Der freundliche Doktor, der veranlaßt hatte, daß das Kind Heidi wieder in seine Heimat zurückgebracht wurde, ging eben durch die Breite Straße in Frankfurt dem Hause Sesemann zu. Es war ein sonniger Septembermorgen, so licht und lieblich, daß man hätte denken können, alle Menschen müßten sich darüber freuen. Aber der Doktor schaute auf die weißen Steine zu seinen Füßen, so daß er den blauen Himmel über sich nicht einmal sah. Es lag eine Traurigkeit auf seinem Gesicht, die man nie vorher bei ihm gesehen hatte, und seine Haare waren seit dem Frühjahr noch grauer geworden. Der Doktor hatte eine einzige Tochter gehabt, mit der er seit dem Tode seiner Frau zusammengelebt hatte und die seine ganze Freude gewesen war. Vor einigen Monaten war ihm das blühende Mädchen durch den Tod entrissen worden. Seither sah man den Doktor nie mehr so recht fröhlich.

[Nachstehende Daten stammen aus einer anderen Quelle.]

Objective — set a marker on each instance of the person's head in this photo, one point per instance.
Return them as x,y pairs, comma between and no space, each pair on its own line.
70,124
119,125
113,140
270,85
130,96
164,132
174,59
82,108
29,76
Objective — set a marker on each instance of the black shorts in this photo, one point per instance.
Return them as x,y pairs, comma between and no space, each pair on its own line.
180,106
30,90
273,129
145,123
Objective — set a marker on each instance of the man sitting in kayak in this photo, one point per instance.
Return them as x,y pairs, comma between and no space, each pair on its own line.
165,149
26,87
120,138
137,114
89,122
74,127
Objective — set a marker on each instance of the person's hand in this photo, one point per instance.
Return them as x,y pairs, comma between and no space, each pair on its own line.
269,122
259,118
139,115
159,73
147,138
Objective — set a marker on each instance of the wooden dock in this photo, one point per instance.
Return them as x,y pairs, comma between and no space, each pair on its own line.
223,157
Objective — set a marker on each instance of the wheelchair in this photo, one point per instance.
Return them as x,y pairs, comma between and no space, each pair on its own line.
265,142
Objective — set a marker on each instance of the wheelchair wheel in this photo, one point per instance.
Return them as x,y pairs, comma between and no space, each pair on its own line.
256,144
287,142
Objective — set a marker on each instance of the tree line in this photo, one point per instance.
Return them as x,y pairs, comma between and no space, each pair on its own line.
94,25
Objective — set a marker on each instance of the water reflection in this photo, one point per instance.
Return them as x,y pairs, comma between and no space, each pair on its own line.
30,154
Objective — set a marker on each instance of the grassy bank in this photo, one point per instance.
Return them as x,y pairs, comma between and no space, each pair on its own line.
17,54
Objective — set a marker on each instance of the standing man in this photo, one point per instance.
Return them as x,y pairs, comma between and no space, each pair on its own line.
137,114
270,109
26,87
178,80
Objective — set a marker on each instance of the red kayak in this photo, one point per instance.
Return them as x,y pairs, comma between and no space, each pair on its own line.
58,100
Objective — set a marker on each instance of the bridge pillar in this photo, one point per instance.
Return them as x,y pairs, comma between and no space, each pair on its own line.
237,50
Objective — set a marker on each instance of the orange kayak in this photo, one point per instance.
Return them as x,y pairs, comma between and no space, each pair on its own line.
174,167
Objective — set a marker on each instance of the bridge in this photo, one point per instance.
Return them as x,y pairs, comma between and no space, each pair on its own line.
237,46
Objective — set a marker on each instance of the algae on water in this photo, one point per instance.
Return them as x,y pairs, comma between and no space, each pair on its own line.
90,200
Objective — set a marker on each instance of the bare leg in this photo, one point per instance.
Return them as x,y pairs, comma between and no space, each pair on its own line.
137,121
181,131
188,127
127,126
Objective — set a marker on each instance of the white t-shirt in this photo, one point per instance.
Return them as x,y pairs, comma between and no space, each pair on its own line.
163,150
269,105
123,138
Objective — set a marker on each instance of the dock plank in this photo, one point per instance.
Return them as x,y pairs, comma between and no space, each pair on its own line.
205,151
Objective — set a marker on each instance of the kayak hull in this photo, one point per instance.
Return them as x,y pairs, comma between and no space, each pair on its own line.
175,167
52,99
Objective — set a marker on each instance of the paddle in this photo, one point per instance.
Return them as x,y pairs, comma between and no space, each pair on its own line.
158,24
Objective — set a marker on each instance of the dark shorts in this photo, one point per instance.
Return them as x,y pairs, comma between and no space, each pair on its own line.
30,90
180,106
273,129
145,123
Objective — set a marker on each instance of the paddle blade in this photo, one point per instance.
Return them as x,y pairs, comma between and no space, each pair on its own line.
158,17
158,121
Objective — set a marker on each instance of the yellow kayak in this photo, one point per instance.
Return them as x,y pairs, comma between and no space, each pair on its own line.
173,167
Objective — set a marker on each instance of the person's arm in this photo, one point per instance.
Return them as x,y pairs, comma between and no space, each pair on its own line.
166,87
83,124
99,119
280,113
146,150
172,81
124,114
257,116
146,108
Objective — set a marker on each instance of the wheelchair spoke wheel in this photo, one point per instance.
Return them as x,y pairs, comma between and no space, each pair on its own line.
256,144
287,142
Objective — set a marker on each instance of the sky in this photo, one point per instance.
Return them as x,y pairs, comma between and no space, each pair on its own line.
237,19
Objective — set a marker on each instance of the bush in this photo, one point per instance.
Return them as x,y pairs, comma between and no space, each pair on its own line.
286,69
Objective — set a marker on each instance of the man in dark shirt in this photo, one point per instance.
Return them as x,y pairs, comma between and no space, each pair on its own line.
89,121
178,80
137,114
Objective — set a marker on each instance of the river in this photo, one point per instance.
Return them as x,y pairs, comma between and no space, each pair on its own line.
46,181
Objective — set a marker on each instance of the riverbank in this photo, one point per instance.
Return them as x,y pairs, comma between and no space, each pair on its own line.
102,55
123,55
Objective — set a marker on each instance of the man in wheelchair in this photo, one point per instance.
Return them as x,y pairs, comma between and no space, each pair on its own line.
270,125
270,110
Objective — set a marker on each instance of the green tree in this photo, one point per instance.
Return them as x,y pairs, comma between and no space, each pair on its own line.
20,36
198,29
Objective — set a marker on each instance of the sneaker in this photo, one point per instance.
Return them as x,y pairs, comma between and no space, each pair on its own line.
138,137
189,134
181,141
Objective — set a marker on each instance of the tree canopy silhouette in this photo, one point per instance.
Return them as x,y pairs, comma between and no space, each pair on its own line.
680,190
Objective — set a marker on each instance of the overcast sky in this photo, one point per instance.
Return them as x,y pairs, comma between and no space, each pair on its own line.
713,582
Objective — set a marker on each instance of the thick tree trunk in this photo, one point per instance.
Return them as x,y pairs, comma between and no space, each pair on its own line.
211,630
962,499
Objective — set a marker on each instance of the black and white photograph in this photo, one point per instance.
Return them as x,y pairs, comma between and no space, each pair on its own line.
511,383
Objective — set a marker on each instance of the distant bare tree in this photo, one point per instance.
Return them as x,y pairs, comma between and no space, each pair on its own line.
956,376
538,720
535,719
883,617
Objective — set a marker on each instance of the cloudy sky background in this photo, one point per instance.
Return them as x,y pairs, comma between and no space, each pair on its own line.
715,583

Auf sein Klingeln öffnete Sebastian mit großer Zuvorkommenheit die Eingangstür und machte gleich eine tiefe Verbeugung. Der Doktor war nicht nur der beste Freund des Hausherrn und dessen Töchterchens, sondern hatte sich, wie überall, durch seine Freundlichkeit sämtliche Hausbewohner zu guten Freunden gemacht.

"Gut, daß du kommst, Doktor", rief Herr Sesemann dem Eintretenden entgegen. "Wir müssen noch einmal die Schweizer Reise besprechen, ich muß von dir hören, ob du unter allen Umständen bei deinem Wort bleibst."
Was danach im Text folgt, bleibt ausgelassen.